In her speech at the AIAA Space 2012 conference Tuesday, NASA deputy administrator Lori Garver mentioned that NASA had just delivered to Congress a “comprehensive report outlining our destinations” for human exploration of the solar system. That report, formally titled “NASA Exploration Destinations, Goals, and International Collaboration”, is now available on NASA’s web site. However, for those who have been following NASA’s exploration plans, there’s not much, if anything, new in this ten-page document, as it reiterates plans for continued utilization of the ISS, a human mission to a near Earth asteroid in the mid-2020s and to the “Mars system” in the mid-2030s.
Curiously, a Wall Street Journal article played up a perceived interest in human lunar exploration.

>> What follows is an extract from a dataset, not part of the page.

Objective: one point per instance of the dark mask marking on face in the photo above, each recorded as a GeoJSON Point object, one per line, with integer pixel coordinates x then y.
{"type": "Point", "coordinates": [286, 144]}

The report delivered to Congress, the Journal reported, “includes a section focusing on the scientific benefits of establishing a long-term human presence on the lunar surface.” Yet there is hardly any mention of the Moon in the 180-day report, including nothing on a lunar base. (The reporter may have been confusing the 180-day report with the earlier “Voyages” report, which does discuss the benefits of and requirements for human lunar exploration.)
The Journal article also claims that Garver said that “an unspecified mission to the moon is tentatively scheduled as early as 2017.” That is simply the first Orion/SLS mission, designated EM-1, which would send an uncrewed Orion around the Moon in 2017. EM-2, the first crewed Orion mission, would follow in 2021, also on a circumlunar trajectory. However, in a panel session Tuesday afternoon at the Space 2012 conference, NASA associate administrator Bill Gerstenmaier said that NASA was looking at what other things could be done on those missions, such as visiting a Lagrange point. “We’re in the process of doing those trades to see what makes sense,” he said.